Biochem Biophys Res Commun. 2000 Aug 28;275(2):668-71. doi: 10.1006/bbrc.2000.3355.
The recent discovery that mutation Asn21 --> Ile in the human cationic trypsinogen (Tg) is associated with hereditary pancreatitis has brought into focus the functional role of amino acid 21 in mammalian Tgs. In the present paper, the effect of mutations Thr21 --> Asn and Thr21 --> Ile on the Ca(2+) dependence of zymogen activation was investigated, using the autolysis-resistant rat Tg mutant Arg117 --> His. In the absence of Ca(2+), rat Tg exhibited low but significant basal autoactivation, which was inhibited by micromolar concentrations of Ca(2+) (IC(50) 2.6 microM). Interestingly, basal autoactivation was diminished in both mutants, and no further inhibition by micromolar Ca(2+) was detectable. Millimolar Ca(2+) concentrations markedly and comparably stimulated autoactivation of wild-type and mutant zymogens (EC(50) 1.7-2.4 mM). The results indicate that rat Tg is subject to dual regulation by Ca(2+), allowing zymogen stabilization in a low-Ca(2+) environment and efficient activation in a high-Ca(2+) milieu.

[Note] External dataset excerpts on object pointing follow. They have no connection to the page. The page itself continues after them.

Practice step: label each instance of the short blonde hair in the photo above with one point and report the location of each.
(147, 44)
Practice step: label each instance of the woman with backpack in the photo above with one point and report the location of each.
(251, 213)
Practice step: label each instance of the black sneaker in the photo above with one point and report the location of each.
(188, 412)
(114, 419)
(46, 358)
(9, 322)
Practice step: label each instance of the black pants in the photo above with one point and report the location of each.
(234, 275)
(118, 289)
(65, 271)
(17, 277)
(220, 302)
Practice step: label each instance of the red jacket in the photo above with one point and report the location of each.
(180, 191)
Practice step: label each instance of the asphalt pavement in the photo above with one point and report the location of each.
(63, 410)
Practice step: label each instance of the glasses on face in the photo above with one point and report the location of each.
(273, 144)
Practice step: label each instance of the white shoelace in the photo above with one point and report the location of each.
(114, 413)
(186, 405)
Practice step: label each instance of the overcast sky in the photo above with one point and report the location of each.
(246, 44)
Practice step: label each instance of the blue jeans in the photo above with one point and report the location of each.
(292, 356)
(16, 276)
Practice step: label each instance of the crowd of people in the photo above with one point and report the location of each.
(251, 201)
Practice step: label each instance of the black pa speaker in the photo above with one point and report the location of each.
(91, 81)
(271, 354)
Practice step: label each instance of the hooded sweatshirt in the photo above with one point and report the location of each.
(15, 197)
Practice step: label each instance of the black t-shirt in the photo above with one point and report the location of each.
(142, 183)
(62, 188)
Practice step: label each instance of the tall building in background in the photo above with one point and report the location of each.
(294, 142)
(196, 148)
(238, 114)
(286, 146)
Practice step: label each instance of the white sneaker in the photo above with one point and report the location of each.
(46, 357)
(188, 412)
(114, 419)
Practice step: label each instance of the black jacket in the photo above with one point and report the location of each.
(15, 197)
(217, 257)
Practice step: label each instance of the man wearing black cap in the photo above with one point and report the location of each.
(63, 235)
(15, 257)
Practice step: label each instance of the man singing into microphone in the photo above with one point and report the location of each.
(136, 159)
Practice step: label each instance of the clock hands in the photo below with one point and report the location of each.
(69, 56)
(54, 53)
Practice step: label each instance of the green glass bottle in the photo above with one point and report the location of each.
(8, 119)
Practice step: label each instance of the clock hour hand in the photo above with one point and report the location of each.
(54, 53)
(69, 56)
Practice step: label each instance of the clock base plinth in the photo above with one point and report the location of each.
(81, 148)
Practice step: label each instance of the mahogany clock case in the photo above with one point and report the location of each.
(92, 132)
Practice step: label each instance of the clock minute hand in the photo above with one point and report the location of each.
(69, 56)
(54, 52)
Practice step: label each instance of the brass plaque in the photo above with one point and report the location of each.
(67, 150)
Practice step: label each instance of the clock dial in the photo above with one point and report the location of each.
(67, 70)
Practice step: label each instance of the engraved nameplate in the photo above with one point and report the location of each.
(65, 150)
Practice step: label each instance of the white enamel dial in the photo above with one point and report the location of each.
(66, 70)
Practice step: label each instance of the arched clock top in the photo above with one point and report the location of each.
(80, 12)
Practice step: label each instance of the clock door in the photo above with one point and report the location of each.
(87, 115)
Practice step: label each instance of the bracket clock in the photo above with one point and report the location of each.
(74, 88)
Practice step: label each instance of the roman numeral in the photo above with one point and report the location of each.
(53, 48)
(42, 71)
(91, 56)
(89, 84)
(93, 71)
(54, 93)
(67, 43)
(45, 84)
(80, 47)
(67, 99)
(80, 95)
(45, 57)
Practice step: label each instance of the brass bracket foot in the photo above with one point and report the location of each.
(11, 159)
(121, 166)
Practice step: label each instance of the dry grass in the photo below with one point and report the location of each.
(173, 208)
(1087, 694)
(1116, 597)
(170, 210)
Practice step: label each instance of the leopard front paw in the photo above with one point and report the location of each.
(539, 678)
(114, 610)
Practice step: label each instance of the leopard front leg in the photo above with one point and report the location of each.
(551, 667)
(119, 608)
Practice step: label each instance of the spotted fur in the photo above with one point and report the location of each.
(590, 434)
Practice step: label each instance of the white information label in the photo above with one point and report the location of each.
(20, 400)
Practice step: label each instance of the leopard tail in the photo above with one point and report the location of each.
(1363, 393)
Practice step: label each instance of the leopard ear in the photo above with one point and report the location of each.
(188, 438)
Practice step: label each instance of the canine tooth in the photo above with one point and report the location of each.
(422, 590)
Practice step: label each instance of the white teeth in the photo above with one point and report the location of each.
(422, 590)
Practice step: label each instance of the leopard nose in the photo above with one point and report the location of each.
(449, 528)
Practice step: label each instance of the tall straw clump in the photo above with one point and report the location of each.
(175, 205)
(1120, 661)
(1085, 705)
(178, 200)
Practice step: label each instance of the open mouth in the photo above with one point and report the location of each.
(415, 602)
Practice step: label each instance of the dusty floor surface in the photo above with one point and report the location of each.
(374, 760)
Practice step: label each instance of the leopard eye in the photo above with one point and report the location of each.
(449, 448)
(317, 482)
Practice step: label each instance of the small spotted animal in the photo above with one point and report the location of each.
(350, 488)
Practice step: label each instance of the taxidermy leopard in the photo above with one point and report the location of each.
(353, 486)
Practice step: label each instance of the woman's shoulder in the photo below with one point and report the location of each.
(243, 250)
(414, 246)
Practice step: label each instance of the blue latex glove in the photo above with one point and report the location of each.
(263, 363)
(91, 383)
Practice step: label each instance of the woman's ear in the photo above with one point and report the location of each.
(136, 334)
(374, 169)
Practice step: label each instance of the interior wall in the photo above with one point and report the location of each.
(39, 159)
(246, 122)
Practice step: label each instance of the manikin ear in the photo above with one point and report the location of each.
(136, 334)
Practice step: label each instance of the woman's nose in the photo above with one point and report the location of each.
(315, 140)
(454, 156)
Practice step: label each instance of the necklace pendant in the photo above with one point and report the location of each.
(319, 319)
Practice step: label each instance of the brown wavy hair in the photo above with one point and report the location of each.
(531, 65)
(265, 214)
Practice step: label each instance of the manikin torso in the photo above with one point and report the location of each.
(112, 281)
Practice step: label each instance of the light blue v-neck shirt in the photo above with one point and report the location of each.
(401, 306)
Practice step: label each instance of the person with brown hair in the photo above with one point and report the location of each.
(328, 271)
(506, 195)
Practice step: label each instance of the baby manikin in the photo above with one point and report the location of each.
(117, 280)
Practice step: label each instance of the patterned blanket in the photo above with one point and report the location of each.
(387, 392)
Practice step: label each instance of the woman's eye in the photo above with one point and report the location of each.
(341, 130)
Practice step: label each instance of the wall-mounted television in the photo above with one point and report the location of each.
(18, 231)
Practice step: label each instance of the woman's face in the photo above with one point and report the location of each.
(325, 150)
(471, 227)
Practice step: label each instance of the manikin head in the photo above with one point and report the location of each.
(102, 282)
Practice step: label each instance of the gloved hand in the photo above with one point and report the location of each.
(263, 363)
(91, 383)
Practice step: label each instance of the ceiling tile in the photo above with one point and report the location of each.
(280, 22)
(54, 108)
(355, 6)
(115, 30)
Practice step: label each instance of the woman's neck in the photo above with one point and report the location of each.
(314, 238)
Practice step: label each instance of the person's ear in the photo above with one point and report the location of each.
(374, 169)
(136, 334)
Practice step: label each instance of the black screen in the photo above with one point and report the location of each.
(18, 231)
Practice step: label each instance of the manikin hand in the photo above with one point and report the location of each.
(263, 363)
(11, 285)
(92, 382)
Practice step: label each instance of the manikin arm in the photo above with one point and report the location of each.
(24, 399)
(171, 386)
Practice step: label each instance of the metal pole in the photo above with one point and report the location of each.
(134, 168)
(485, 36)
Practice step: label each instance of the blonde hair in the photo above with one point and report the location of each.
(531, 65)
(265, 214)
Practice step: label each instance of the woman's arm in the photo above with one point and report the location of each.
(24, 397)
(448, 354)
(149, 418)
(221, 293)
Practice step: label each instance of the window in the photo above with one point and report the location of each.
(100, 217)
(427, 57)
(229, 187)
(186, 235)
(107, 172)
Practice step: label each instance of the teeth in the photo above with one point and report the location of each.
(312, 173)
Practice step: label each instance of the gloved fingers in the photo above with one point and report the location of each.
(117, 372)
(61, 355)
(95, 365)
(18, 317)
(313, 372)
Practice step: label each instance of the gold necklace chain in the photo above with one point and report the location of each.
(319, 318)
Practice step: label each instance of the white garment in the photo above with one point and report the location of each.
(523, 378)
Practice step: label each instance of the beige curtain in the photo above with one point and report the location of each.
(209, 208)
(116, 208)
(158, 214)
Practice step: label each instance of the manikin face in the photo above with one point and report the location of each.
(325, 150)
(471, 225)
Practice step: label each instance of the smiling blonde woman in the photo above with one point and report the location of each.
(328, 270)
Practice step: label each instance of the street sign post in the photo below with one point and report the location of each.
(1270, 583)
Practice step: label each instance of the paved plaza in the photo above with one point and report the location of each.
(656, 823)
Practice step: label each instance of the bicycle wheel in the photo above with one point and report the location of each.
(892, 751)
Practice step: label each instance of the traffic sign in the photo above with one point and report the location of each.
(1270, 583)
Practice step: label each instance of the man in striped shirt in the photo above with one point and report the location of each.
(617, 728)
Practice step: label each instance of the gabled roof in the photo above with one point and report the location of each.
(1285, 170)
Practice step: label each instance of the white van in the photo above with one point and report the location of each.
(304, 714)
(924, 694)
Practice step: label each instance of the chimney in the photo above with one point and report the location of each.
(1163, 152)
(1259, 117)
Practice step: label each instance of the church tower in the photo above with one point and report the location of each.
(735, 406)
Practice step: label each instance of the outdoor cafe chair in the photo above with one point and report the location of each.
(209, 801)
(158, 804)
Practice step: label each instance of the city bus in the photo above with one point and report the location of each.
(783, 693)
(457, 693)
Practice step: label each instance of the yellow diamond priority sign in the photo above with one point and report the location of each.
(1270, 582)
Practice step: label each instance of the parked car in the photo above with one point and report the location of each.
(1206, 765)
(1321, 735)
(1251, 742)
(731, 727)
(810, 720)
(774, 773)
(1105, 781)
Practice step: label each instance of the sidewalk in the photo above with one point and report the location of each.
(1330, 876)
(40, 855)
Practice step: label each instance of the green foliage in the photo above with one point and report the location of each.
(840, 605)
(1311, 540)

最近发现人类阳离子胰蛋白酶原(Tg)中的Asn21→Ile突变与遗传性胰腺炎相关,这使得21位氨基酸在哺乳动物Tg中的功能作用成为焦点。在本文中,利用抗自溶大鼠Tg突变体Arg117→His,研究了Thr21→Asn和Thr21→Ile突变对酶原激活的Ca(2+)依赖性的影响。在无Ca(2+)的情况下,大鼠Tg表现出低但显著的基础自激活,其被微摩尔浓度的Ca(2+)抑制(IC(50) 2.6 microM)。有趣的是,两种突变体中的基础自激活均减弱,且未检测到微摩尔Ca(2+)的进一步抑制作用。毫摩尔浓度的Ca(2+)显著且同等程度地刺激野生型和突变型酶原的自激活(EC(50) 1.7 - 2.4 mM)。结果表明大鼠Tg受Ca(2+)的双重调节,使得酶原在低Ca(2+)环境中稳定,在高Ca(2+)环境中有效激活。